Lab Review: Building virtual machines on real SANs

Posted on May 04, 2007

RssImageAltText

Multiple Linux virtual machines provide an easy way to raise the utilization rate of 4Gbps Fibre Channel HBAs.

By Jack Fegreus

—As IT resources continue to expand, the rate of utilization of these resources has remained alarmingly low. Some assessments put IT resource utilization in a range of only 10% to 20%. As a result, IT is focusing attention on the issue of resource virtualization.

Through resource virtualization, IT can isolate and manage logical devices that are not constrained by physical configuration or location. Logical devices can be created through either a process of aggregation—the essence of a SAN—or deconstruction—as in server virtualization. Free from physical constraints, logical resources are more easily managed and can be leveraged to their full logical capabilities to provide greater benefits than the original physical configurations.

Those easy-to-manage logical devices also contribute to increasing the utilization of physical resources. SAN virtualization aggregates all storage resources into centralized pools that are accessible to all systems. And server virtualization enables a single server to appear as a group of independent systems that are logically isolated from one another.

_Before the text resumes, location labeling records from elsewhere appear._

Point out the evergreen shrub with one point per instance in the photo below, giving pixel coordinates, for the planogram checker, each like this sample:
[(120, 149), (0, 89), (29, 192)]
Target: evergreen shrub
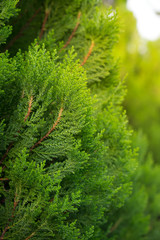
[(66, 157)]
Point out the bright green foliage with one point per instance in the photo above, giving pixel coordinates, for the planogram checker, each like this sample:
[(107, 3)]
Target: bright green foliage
[(66, 155), (7, 10), (139, 219), (141, 61)]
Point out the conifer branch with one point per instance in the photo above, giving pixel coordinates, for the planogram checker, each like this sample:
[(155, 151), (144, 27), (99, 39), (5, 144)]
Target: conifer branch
[(30, 236), (6, 153), (88, 54), (49, 132), (116, 225), (22, 29), (4, 179), (29, 108), (12, 216), (44, 23), (73, 32)]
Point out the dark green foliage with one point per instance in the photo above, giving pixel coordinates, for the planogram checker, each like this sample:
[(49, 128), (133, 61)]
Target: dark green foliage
[(66, 155)]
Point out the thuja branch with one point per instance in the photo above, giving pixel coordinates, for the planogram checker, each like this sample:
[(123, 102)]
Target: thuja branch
[(16, 201), (29, 108), (11, 144), (22, 29), (30, 236), (88, 54), (4, 179), (44, 23), (49, 132), (6, 153), (73, 32)]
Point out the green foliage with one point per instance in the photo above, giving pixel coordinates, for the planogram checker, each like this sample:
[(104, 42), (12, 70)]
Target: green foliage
[(66, 155), (7, 10)]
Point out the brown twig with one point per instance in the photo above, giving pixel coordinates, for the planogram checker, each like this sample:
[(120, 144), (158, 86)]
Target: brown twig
[(73, 32), (30, 236), (88, 54), (22, 29), (44, 23), (12, 216), (49, 132), (29, 108)]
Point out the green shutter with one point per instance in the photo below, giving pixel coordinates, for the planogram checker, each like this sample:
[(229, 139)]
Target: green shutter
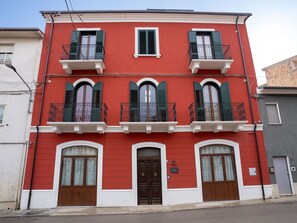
[(134, 102), (69, 103), (226, 107), (198, 105), (100, 44), (162, 102), (217, 45), (74, 46), (96, 103), (193, 45)]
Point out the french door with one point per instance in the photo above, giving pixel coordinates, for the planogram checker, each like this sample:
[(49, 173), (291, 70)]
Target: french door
[(219, 181), (78, 177)]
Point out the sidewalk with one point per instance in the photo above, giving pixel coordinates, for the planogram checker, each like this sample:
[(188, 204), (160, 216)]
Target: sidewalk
[(83, 211)]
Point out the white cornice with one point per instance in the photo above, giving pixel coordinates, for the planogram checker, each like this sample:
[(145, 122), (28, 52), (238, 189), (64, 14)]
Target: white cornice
[(146, 17), (119, 129)]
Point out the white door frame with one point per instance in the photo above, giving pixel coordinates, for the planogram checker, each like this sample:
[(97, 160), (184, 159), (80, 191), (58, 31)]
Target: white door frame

That independence and isolation make it possible to run a workload that can meet well-defined service level agreements (SLAs) within a logical machine, without regard to other virtual machines running on the same system. The key to deriving maximum benefits from that environment is the availability of sufficient bandwidth to handle the processor and I/O workloads of multiple virtual machines.

The ability to run multiple virtual machines on a server provides the mechanism for significantly higher resource utilization. Through virtualization, resource utilization can rise to as high as 80%. As a result, the performance and efficiency of server resources is extremely important, especially for I/O devices. Without a scalable hot bus adapter (HBA) architecture that addresses a spectrum of issues— including reliability, availability, scalability, performance, and backward compatibility—the full benefits of virtualization cannot be realized.

That makes the choice of HBA architecture critical to providing storage administrators with the freedom to align costs with performance based on business metrics. For that reason, openBench Labs will be examining multiple SAN fabrics for Fibre Channel and iSCSI in a variety of virtualization environments, including Xen and VMware.

For this lab review, we examined QLogic's SANblade QLE2462 HBA for PCIe in a Xen Hypervisor virtualization environment with SuSE Linux Enterprise Server (SLES) 10. We were primarily interested in the HBAs' ability to scale along all I/O dimensions.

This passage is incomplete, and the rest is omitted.